= Pigou effect =

Economic phenomenon and term by Arthur Cecil Pigou

In economics, the Pigou effect is the stimulation of output and employment caused by increasing consumption due to a rise in real balances of wealth, particularly during deflation. The term was named after Arthur Cecil Pigou by Don Patinkin in 1948.

Real wealth was defined by Arthur Cecil Pigou as the summation of the money supply and government bonds divided by the price level. He argued that Keynes' General Theory was deficient in not specifying a link from "real balances" to current consumption and that the inclusion of such a "wealth effect" would make the economy more "self correcting" to drops in aggregate demand than Keynes predicted. Because the effect derives from changes to the "Real Balance", this critique of Keynesianism is also called the Real Balance effect.

== History ==
The Pigou effect was first popularised by Arthur Cecil Pigou in 1943, in The Classical Stationary State an article in the Economic Journal. He had proposed the link from balances to consumption earlier, and Gottfried Haberler had made a similar objection the year after the General Theorys publication.

Following the tradition of classical economics, Pigou favoured the idea of "natural rates" to which the economy would return in most cases, although he acknowledged that sticky prices might still prevent reversion to natural output levels after a demand shock. Pigou saw the "Real Balance" effect as a mechanism to fuse Keynesian and classical models.

== Integration with Keynesian aggregate demand ==
Keynes argued with that a drop in aggregate demand could lower both employment and the price level in unison, an occurrence observed in the deflationary depression. In the IS-LM framework of Keynesian economics as formalised by John Hicks, a negative aggregate demand shock would shift the IS curve left; as a result, a simultaneously falling wage and price level would shift the LM curve downward due to a rising real money supply - this is referred to as the Keynes effect.

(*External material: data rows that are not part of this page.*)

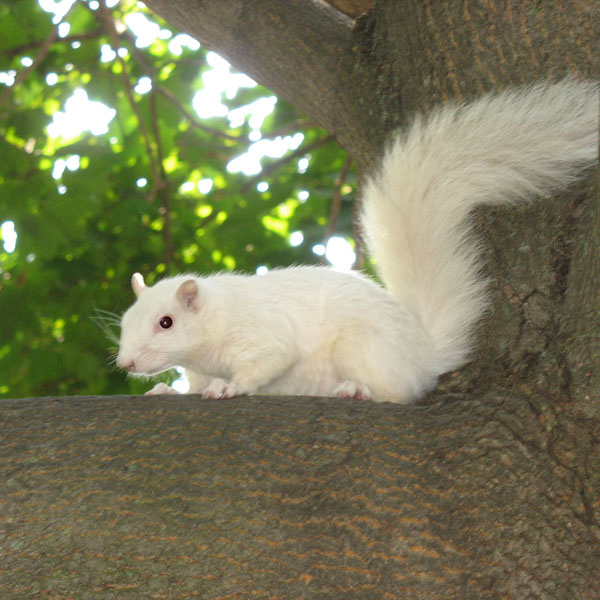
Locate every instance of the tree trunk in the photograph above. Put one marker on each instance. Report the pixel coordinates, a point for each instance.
(489, 488)
(156, 497)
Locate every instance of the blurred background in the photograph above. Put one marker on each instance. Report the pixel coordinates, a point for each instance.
(127, 146)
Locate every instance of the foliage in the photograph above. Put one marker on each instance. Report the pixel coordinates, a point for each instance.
(86, 224)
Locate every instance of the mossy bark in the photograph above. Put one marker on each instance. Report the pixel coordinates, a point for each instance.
(468, 497)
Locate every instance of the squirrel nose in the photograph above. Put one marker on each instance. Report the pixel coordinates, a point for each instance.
(130, 366)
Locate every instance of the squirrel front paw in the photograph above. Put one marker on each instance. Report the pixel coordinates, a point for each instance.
(219, 388)
(161, 388)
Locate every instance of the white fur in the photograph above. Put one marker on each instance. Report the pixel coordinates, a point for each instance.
(313, 330)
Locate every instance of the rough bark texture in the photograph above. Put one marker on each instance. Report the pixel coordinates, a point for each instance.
(181, 497)
(492, 491)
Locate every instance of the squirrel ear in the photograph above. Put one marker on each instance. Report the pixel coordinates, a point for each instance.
(188, 293)
(137, 284)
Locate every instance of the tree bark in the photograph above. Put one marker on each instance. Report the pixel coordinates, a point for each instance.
(180, 497)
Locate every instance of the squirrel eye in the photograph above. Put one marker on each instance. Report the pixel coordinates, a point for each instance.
(165, 322)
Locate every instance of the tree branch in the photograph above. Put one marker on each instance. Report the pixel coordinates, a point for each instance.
(297, 48)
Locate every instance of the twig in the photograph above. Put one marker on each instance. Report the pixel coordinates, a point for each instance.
(336, 203)
(151, 72)
(78, 37)
(109, 25)
(164, 188)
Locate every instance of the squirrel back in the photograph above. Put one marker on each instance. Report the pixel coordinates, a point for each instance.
(515, 145)
(311, 330)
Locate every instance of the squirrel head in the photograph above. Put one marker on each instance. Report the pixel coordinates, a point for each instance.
(157, 331)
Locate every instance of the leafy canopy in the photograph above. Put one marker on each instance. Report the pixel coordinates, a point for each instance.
(107, 168)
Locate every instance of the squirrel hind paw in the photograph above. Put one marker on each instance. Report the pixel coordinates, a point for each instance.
(351, 389)
(161, 388)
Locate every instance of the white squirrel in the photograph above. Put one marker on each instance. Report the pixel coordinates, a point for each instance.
(317, 331)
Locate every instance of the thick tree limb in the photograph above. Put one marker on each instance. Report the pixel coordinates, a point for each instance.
(138, 497)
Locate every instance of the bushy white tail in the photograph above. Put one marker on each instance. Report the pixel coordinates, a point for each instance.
(517, 144)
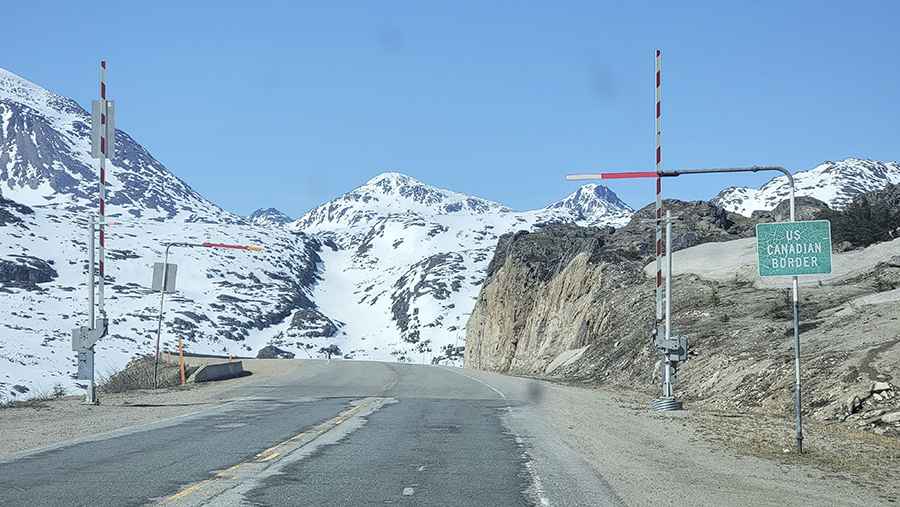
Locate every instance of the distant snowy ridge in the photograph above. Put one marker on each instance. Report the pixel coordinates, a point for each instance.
(595, 204)
(387, 193)
(268, 217)
(405, 260)
(225, 302)
(45, 159)
(835, 183)
(387, 271)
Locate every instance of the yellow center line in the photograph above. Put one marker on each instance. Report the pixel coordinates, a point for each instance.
(269, 454)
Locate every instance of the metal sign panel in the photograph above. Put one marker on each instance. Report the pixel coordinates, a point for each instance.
(86, 365)
(158, 270)
(110, 129)
(96, 113)
(794, 248)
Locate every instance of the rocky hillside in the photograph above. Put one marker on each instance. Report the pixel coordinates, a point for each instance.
(410, 258)
(834, 183)
(226, 302)
(577, 303)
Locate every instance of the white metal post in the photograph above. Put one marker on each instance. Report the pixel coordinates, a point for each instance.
(795, 290)
(104, 149)
(667, 365)
(91, 395)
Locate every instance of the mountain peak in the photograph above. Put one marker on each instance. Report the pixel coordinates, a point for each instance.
(835, 183)
(45, 152)
(593, 203)
(392, 177)
(17, 89)
(267, 217)
(391, 193)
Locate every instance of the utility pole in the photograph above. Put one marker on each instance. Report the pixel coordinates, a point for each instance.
(164, 281)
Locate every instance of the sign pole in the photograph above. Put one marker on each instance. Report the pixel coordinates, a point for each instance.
(90, 397)
(667, 372)
(104, 150)
(796, 304)
(162, 299)
(181, 358)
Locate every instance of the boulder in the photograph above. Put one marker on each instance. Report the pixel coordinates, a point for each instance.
(891, 418)
(878, 387)
(24, 270)
(273, 352)
(854, 402)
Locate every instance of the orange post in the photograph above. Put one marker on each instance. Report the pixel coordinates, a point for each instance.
(181, 358)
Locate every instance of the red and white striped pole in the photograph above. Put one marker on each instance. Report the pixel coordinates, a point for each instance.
(104, 149)
(659, 245)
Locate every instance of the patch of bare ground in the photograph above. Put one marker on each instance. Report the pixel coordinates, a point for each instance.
(51, 421)
(864, 458)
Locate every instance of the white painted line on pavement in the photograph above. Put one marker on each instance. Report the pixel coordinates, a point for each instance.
(492, 388)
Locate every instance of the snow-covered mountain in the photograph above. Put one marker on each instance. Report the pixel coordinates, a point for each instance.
(268, 217)
(835, 183)
(389, 270)
(388, 193)
(405, 260)
(45, 159)
(226, 301)
(596, 205)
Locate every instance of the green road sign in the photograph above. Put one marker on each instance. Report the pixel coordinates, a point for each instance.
(794, 248)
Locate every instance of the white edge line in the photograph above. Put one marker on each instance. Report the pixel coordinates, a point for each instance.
(492, 388)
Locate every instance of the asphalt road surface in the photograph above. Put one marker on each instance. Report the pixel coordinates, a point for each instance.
(367, 433)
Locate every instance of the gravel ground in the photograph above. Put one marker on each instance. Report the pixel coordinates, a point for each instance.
(55, 421)
(604, 425)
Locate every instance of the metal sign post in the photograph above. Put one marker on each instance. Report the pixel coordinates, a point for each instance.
(793, 249)
(795, 283)
(103, 139)
(164, 281)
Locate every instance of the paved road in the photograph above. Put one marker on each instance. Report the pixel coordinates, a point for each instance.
(367, 433)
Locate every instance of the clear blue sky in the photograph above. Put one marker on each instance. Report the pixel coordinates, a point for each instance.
(288, 104)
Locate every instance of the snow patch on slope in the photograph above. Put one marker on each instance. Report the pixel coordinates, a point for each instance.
(835, 183)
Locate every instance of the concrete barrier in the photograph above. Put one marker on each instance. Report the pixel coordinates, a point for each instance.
(218, 371)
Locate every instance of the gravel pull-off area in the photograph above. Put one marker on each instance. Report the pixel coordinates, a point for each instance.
(47, 423)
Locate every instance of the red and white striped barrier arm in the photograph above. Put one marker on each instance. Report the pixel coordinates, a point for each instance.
(659, 245)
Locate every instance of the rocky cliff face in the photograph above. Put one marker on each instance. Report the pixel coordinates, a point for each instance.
(573, 303)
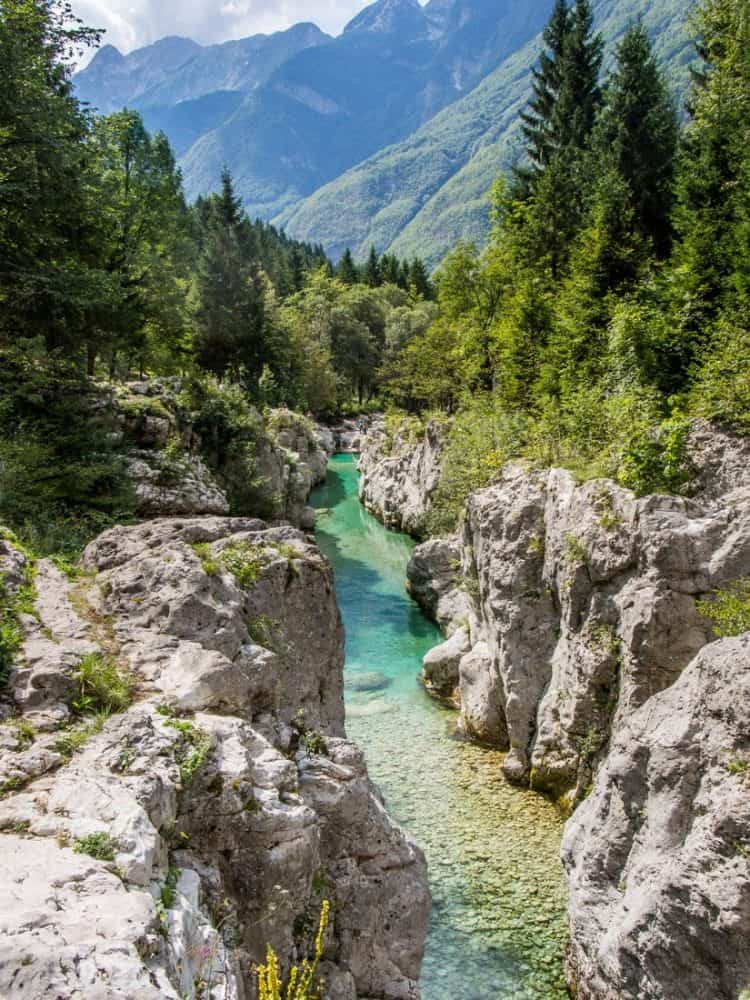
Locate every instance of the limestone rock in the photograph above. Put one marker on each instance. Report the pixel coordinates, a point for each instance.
(440, 667)
(583, 603)
(180, 486)
(158, 854)
(657, 857)
(399, 477)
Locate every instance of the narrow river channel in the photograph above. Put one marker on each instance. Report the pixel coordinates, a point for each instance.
(498, 926)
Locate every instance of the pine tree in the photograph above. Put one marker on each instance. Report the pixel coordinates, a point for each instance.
(537, 118)
(563, 114)
(711, 280)
(390, 270)
(228, 206)
(419, 280)
(637, 136)
(372, 269)
(347, 269)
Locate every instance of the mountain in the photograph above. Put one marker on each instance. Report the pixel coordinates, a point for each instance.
(390, 134)
(394, 67)
(422, 194)
(173, 70)
(112, 80)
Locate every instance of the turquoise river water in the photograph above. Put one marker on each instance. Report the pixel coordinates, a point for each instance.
(498, 924)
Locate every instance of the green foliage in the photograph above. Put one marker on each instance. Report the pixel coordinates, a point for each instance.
(75, 738)
(62, 477)
(209, 562)
(264, 631)
(590, 743)
(244, 561)
(168, 893)
(102, 686)
(728, 610)
(193, 750)
(575, 551)
(656, 459)
(13, 603)
(97, 845)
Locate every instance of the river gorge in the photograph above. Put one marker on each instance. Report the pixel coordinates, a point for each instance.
(498, 926)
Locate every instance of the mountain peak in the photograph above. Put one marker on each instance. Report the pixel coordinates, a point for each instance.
(388, 17)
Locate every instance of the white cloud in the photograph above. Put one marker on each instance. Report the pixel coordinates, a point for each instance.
(130, 24)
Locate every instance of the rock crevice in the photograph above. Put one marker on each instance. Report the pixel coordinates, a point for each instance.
(155, 851)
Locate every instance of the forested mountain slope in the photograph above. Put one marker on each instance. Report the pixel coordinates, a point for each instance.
(328, 108)
(290, 112)
(421, 195)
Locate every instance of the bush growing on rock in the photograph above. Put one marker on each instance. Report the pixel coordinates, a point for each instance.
(301, 984)
(729, 610)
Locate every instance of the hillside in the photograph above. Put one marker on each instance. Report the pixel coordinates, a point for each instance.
(290, 112)
(173, 70)
(421, 195)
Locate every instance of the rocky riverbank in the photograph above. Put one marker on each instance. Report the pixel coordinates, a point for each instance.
(576, 641)
(177, 788)
(399, 473)
(183, 460)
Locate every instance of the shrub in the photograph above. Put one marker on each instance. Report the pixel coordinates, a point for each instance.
(63, 475)
(102, 685)
(729, 610)
(208, 561)
(13, 604)
(244, 561)
(194, 748)
(263, 631)
(74, 739)
(655, 460)
(301, 984)
(97, 845)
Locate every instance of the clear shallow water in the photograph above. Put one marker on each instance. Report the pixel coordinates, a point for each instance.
(498, 926)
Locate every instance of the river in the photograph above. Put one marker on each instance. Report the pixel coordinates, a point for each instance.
(498, 927)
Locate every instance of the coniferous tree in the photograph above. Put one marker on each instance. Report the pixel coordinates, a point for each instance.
(537, 118)
(46, 285)
(419, 280)
(347, 269)
(372, 269)
(713, 201)
(230, 329)
(637, 136)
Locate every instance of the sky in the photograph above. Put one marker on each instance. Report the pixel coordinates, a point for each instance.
(130, 24)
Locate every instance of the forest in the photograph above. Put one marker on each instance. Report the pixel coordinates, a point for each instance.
(608, 309)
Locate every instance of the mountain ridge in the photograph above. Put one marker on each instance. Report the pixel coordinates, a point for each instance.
(457, 155)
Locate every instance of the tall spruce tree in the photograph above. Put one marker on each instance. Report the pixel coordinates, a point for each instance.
(637, 136)
(230, 322)
(563, 118)
(372, 269)
(713, 206)
(547, 78)
(347, 269)
(46, 285)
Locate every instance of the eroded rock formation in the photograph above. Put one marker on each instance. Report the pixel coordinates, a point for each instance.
(658, 857)
(156, 851)
(177, 471)
(582, 606)
(576, 643)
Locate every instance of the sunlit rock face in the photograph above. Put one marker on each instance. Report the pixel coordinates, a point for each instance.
(399, 475)
(157, 853)
(657, 856)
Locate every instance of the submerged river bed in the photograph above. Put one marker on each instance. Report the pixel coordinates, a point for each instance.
(498, 927)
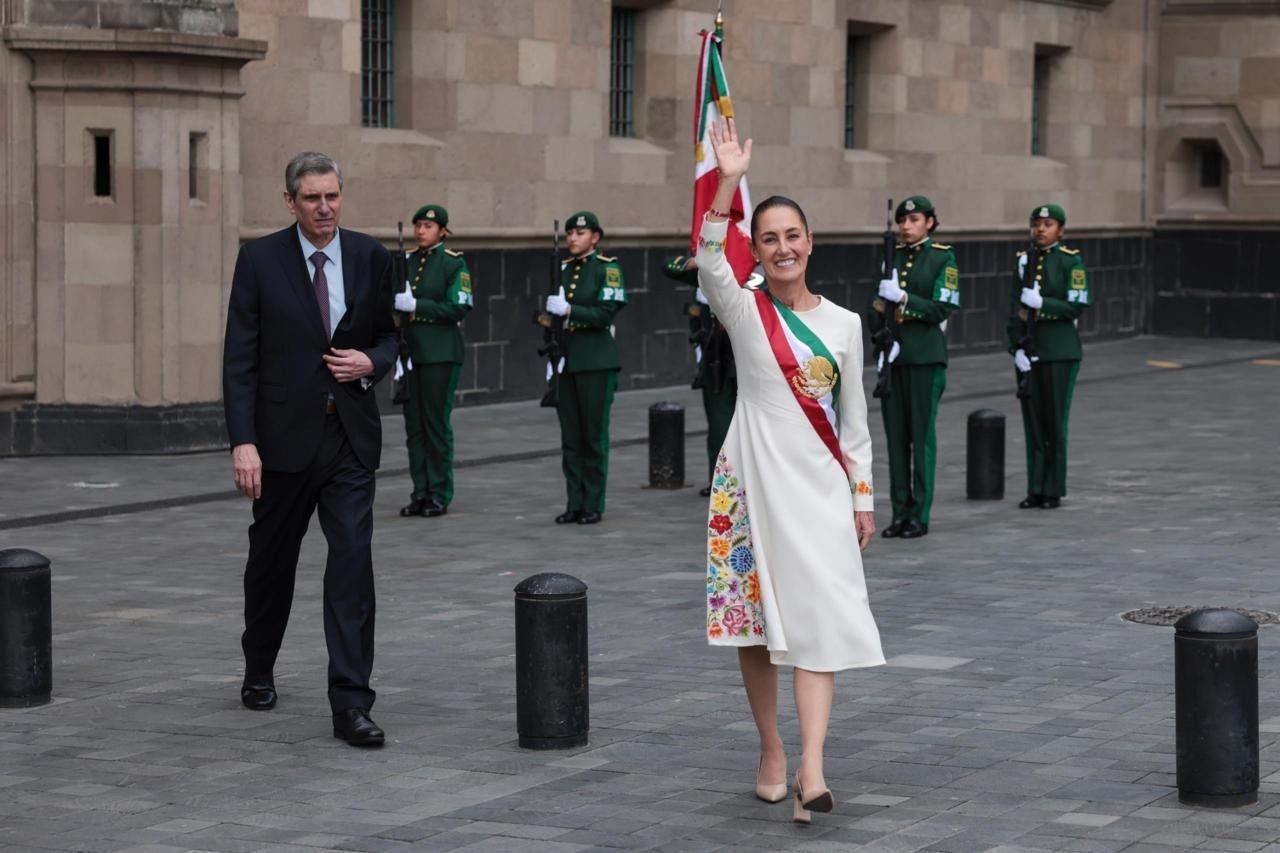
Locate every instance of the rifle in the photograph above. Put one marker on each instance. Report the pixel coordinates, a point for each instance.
(885, 340)
(400, 270)
(553, 329)
(1027, 343)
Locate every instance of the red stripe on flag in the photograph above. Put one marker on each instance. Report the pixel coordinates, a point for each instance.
(791, 368)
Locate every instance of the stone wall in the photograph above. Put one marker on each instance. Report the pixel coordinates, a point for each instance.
(197, 17)
(502, 110)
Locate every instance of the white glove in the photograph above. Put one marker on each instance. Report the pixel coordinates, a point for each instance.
(405, 301)
(890, 291)
(892, 354)
(402, 368)
(557, 305)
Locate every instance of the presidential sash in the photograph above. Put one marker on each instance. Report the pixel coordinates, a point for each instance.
(808, 366)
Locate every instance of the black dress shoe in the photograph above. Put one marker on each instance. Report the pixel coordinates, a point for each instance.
(894, 529)
(257, 693)
(355, 726)
(412, 507)
(914, 530)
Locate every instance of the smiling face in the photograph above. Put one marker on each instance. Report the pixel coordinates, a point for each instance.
(913, 227)
(580, 241)
(318, 206)
(1046, 231)
(428, 233)
(782, 245)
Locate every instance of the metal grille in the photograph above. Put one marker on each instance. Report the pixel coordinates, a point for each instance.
(622, 73)
(1040, 83)
(850, 91)
(378, 74)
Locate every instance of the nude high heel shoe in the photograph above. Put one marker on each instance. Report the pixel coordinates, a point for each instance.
(819, 802)
(769, 793)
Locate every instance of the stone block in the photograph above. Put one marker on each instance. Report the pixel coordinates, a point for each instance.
(504, 109)
(536, 63)
(99, 254)
(1207, 77)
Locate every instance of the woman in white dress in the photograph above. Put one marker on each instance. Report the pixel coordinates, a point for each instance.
(791, 493)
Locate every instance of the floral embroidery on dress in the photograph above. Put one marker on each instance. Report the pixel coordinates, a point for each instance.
(734, 607)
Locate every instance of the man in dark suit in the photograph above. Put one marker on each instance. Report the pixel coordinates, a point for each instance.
(309, 331)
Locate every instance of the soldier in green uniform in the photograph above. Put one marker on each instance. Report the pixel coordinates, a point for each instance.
(1052, 283)
(592, 293)
(717, 375)
(919, 295)
(435, 300)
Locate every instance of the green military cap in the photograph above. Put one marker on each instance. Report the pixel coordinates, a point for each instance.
(584, 219)
(433, 213)
(1050, 211)
(913, 204)
(676, 269)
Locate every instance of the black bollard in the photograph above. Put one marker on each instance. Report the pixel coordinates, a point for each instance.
(666, 446)
(26, 629)
(551, 662)
(1216, 687)
(986, 456)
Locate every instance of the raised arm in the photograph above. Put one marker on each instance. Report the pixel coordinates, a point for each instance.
(714, 276)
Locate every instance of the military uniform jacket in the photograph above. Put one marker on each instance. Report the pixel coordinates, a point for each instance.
(931, 278)
(1065, 287)
(594, 288)
(442, 287)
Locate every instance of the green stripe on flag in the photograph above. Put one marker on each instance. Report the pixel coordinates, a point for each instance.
(807, 337)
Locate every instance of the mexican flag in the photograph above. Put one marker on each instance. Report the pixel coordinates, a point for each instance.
(711, 104)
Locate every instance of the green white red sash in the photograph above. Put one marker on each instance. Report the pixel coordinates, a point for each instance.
(812, 373)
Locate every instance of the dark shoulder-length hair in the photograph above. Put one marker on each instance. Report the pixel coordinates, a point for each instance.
(777, 201)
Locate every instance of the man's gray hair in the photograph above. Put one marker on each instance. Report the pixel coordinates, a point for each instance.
(309, 163)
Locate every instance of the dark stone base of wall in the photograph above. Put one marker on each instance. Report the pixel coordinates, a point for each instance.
(502, 361)
(35, 429)
(1216, 283)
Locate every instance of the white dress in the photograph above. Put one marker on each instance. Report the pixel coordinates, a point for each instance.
(784, 566)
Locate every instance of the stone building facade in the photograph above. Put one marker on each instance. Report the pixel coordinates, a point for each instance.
(1156, 123)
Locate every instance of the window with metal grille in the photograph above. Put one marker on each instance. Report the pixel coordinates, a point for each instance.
(378, 74)
(622, 73)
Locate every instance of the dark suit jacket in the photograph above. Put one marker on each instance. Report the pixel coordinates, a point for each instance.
(274, 379)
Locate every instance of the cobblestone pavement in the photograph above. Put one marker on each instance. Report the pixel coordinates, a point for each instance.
(1016, 712)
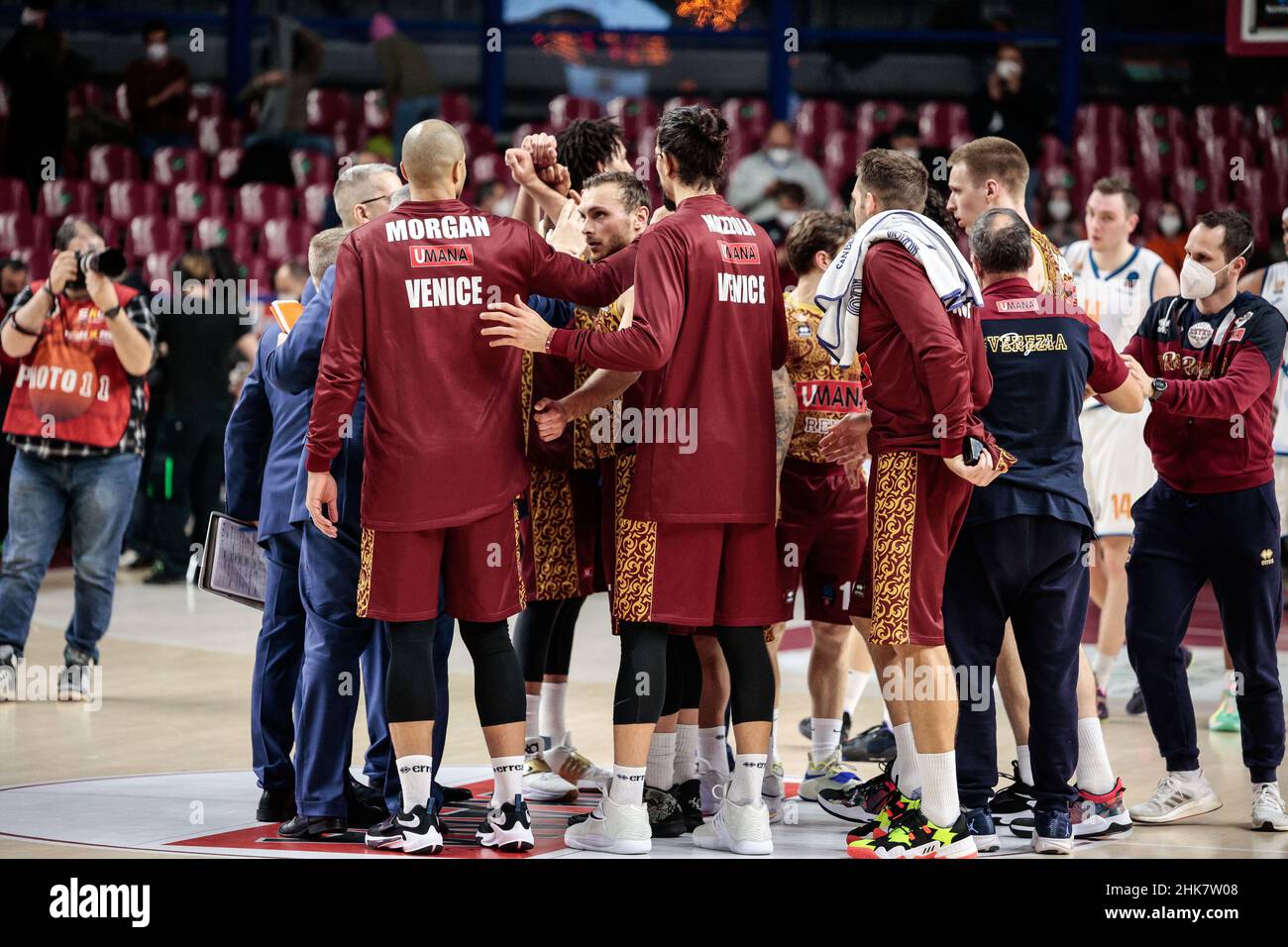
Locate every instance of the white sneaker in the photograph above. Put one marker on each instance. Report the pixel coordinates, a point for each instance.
(738, 827)
(772, 791)
(828, 774)
(621, 830)
(1176, 799)
(1267, 808)
(541, 785)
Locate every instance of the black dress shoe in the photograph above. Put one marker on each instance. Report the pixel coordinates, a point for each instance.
(310, 827)
(275, 805)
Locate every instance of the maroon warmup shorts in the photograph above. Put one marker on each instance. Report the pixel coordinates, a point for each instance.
(915, 508)
(822, 531)
(691, 574)
(478, 564)
(561, 535)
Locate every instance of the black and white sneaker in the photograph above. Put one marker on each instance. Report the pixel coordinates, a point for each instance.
(415, 832)
(507, 827)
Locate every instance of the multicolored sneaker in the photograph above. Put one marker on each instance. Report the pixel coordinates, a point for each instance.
(859, 801)
(915, 836)
(829, 774)
(1016, 800)
(1091, 815)
(1225, 718)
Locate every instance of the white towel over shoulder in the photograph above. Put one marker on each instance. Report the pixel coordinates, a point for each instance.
(840, 291)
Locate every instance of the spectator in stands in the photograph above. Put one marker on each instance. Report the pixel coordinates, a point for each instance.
(288, 279)
(77, 460)
(158, 90)
(291, 60)
(411, 86)
(1170, 236)
(197, 347)
(1010, 107)
(38, 71)
(754, 182)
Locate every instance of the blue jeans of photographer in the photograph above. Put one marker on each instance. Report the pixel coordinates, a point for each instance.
(94, 495)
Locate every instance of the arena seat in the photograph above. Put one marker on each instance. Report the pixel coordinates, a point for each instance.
(127, 200)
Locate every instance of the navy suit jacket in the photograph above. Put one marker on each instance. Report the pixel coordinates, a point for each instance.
(292, 368)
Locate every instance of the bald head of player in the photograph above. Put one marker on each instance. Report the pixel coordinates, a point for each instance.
(888, 179)
(433, 161)
(983, 174)
(1000, 247)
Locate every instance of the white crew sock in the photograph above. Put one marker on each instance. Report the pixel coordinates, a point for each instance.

The Pigou effect would in turn counter the fall in aggregate demand, through rising current real balances raising expenditures via the Income effect, thus shifting the IS curve back towards the right.

== Pigou's hypothesis and the liquidity trap ==
An economy in a liquidity trap cannot use monetary stimulus to increase output because there is little connection between personal income and money demand. John Hicks thought that this might be another reason (along with sticky prices) for persistently high unemployment. However, the Pigou effect creates a mechanism for the economy to escape the trap:

1. As unemployment rises,
2. the price level drops,
3. which raises real balances,
4. and thus consumption rises,
5. which creates a different set of IS-curves on the IS-LM diagram, intersecting the LM curves above the low interest rate threshold of the liquidity trap.
6. Finally, the economy moves to the new equilibrium, at full employment.

Pigou concluded that an equilibrium with employment below the full employment rate (the classical natural rate) could only occur if prices and wages were sticky.

== Kalecki's criticism of the Pigou effect ==
The Pigou effect was criticized by Michał Kalecki because "The adjustment required would increase catastrophically the real value of debts, and would consequently lead to wholesale bankruptcy and a confidence crisis."

== Government debt and the Pigou effect ==
Robert Barro argued that due to Ricardian equivalence in the presence of a bequest motive, the public is not fooled into thinking they are richer when the government issues bonds to them, because government bond coupons must be paid from increased future taxation. Therefore, he argued that at the microeconomic level, the subjective level of wealth would be lessened by a share of the debt taken on by the national government. As a consequence bonds should not be considered as part of net wealth at the macroeconomic level. This implies that there is no way for the government to create a "Pigou effect" by issuing bonds, because the aggregate level of wealth will not increase.